Citation: Dotan-Cohen D, Letovsky S, Melkman AA, Kasif S (2009) Biological Process Linkage Networks. PLoS ONE 4(4): e5313. https://doi.org/10.1371/journal.pone.0005313
Editor: Rodolfo Aramayo, Texas A&M University, United States of America
Received: August 4, 2008; Accepted: March 24, 2009; Published: April 23, 2009
Copyright: © 2009 Dotan-Cohen et al. This is an open-access article distributed under the terms of the Creative Commons Attribution License, which permits unrestricted use, distribution, and reproduction in any medium, provided the original author and source are credited.
Funding: This work is supported in part by the Lynn and William Frankel Center for Computer Science, the Paul Ivanier center for robotics research and production, NSF grant ITR-048715, NHGRI grants #1R33HG002850-01A1 and R01 HG003367-01A1 and NIH grant U54 LM008748. The funders had no role in study design, data collection and analysis, decision to publish, or preparation of the manuscript.
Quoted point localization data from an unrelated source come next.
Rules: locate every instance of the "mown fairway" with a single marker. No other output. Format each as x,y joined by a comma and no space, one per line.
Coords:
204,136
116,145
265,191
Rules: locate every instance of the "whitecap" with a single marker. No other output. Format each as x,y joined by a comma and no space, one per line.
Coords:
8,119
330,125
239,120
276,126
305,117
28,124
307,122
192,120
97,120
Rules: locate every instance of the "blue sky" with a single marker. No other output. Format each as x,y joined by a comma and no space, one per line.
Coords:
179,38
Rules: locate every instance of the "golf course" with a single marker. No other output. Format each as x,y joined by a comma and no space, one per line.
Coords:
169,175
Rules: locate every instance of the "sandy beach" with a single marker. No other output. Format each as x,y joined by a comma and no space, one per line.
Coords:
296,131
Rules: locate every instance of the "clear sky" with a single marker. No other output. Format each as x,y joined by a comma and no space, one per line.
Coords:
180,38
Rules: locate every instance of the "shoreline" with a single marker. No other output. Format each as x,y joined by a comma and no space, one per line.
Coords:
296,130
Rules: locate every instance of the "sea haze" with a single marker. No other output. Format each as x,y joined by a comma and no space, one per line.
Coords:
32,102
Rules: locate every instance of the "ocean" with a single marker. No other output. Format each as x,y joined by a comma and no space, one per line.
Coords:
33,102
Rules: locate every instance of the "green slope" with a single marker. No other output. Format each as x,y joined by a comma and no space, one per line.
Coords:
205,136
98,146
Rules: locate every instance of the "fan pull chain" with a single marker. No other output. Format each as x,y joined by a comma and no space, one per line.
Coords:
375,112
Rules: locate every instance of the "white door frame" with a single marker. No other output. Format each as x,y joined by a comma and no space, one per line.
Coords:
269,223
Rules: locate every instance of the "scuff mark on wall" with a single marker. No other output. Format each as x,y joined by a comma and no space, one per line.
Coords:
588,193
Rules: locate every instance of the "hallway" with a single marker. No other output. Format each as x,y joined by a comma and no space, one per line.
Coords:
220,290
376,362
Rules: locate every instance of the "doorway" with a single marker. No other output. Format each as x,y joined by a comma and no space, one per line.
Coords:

Competing interests: The authors have declared that no competing interests exist.
The study of biological systems at different levels of organization is a rapidly emerging area of computational biology. The majority of research in this field has focused on partitioning genes into biological pathways or processes –. The next hurdle in moving towards the goal of understanding the cell at a systems level is to determine how these partitioned cellular processes work together to achieve the cell's objectives.
With the aim of helping to decipher this higher order connectivity we propose a new methodology for gleaning patterns of interaction between biological processes, manifested by a significantly enriched web of protein-protein interactions, transcriptional coordination or genetic interactions.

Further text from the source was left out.